Seven Reads
We are proud to announce the fifth year of Spartanburg High School's summer reading program, now called Seven Reads. The purpose of this program is to bring the school and community together, to have authors visit the campus and interact with the students, and to encourage a life-long love of reading. By giving every SHS student and key community leaders a nationally-acclaimed novel to read over the summer, we hope to encourage school-wide and community-wide participation in this program. We look forward to Sharon Draper, author of three of our selected books, visiting the campus this school year on September 17, 2010. We invite the parents and the community to participate with us in this program by reading along with us, and we welcome all to come and meet the authors on the designated Seven Reads day.
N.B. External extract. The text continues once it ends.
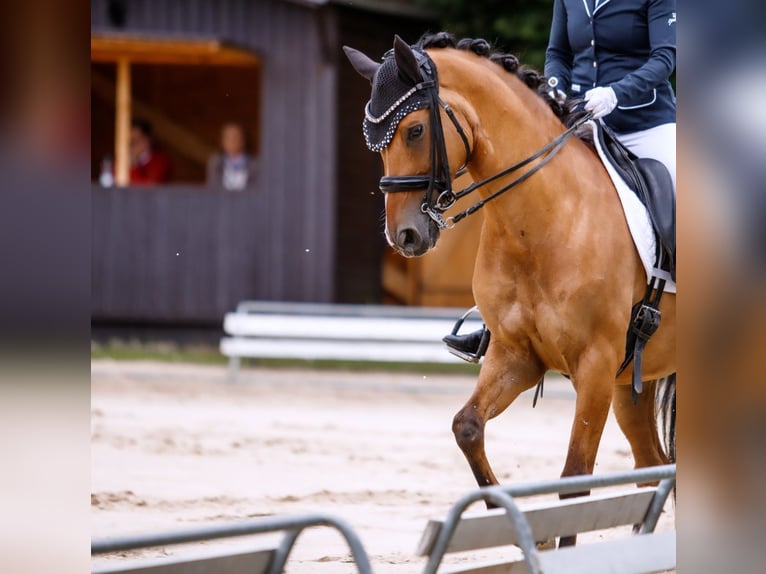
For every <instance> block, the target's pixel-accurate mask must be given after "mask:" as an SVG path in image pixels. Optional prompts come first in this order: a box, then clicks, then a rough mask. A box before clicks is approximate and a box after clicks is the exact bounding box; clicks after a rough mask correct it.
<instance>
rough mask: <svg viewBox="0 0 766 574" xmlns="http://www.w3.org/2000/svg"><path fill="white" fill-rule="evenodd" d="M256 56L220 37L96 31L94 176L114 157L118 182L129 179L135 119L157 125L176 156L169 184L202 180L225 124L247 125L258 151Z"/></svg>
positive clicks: (164, 146)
This year, our teachers, administrators, and guidance counselors helped to select a group of seven students from each grade to become Seven Reads Ambassadors for this program. The Ambassadors will be responsible for encouraging their peers to read, helping with the author visits, and planning exciting activities around our chosen books. By making this more of a student-led initiative, we hope the program will better meet the needs and desires of our youth. Along with our teachers' continued support, our parents' encouragement, and Spartanburg's community interest, we hope not only to provide the students with a good read, but also to encourage life-long reading and learning. Students who participate in the book chat and read their books will have an opportunity to win cash/incentive prizes. We will not have a point system for completing projects, but instead students will be asked to answer a simple (non-graded) in-class prompt for assessment.
Please contact Cara Lynn Cannon (680-9534), Seven Reads Committee Chair, with any questions or suggestions. We enjoy hearing from you!
Book List
- The Battle of Jericho by Sharon Draper (author visiting): What would you be willing to do to gain acceptance by the most popular group of kids at school? Would you do what you know is right, or would you do the things that would make you popular? Jericho Prescott, a junior at Frederick Douglass High School, is offered the opportunity to pledge the most popular club at the school--the Warriors of Distinction. On the surface the club seems to be wonderful--it's been around for almost fifty years and is highly respected by the community. But under the surface, the club has many undisclosed activities, known only to those who go through the secret initiation rituals. The Battle of Jericho is about the power of peer pressure, and making decisions which might affect the rest of one's life.
- November Blues by Sharon Draper (author visiting): When November Nelson loses her boyfriend, Josh, to a pledge stunt gone horribly wrong, she thinks her life can't possibly get any worse. But Josh left something behind that will change November's life forever, and now she's faced with the biggest decision she could ever imagine. How in the world will she tell her mom? And how will Josh's parents take the news? She's never needed a friend more. Jericho Prescott lost his best friend when he lost his cousin, Josh, and the pain is almost more than he can bear. His world becomes divided into "before" and "after" Josh's death. He finds the only way he can escape the emptiness he feels is to quit doing the things that made him happy when his cousin was alive, such as playing his beloved trumpet, and take up football, where he hopes the physical pain will suppress the emotional. But will hiding behind shoulder pads really help? And will his gridiron obsession prevent him from being there for his cousin's girlfriend when she needs him most?
- Copper Sun by Sharon Draper (author visiting): From the opening pages, readers become engrossed with the heartbreaking journey of Amari, a 15-year-old African girl captured and enslaved in 1738. The horror begins quickly. Infiltrated by slave dealers, Amari's village is destroyed and survivors are chained together by iron neck bands and marched to the sea. Advised to find something of beauty in any hostile place, Amari gazes at a copper-colored sunset, realizing the same sun shone on her beloved, decimated village.
- A Pearl in the Storm by Tori Murden McClure: The true story of Tori Murden McClure, the first woman to row solo across the Atlantic Ocean. McClure's memoir, subtitled, "How I Found My Heart in the Middle of the Ocean," is more than a woman-against-the-elements adventure tale; it is, in the words of actress Candice Bergen, "a story of courage, adventure, and personal discovery that will appeal to women and men of all ages."
- Abundance of Katherines by John Green: When it comes to relationships, everyone has a type. Colin Singleton's type is girls named Katherine. He has dated--and been dumped by--19 Katherines. In the wake of The K-19 Debacle, Colin--an anagram-obsessed washed-up child prodigy--heads out on a road trip with his overweight, Judge Judy-loving friend Hassan. With 10,000 dollars in his pocket and a feral hog on his trail, Colin is on a mission to prove a mathematical theorem he hopes will predict the future of any relationship (and conceivably win the girl).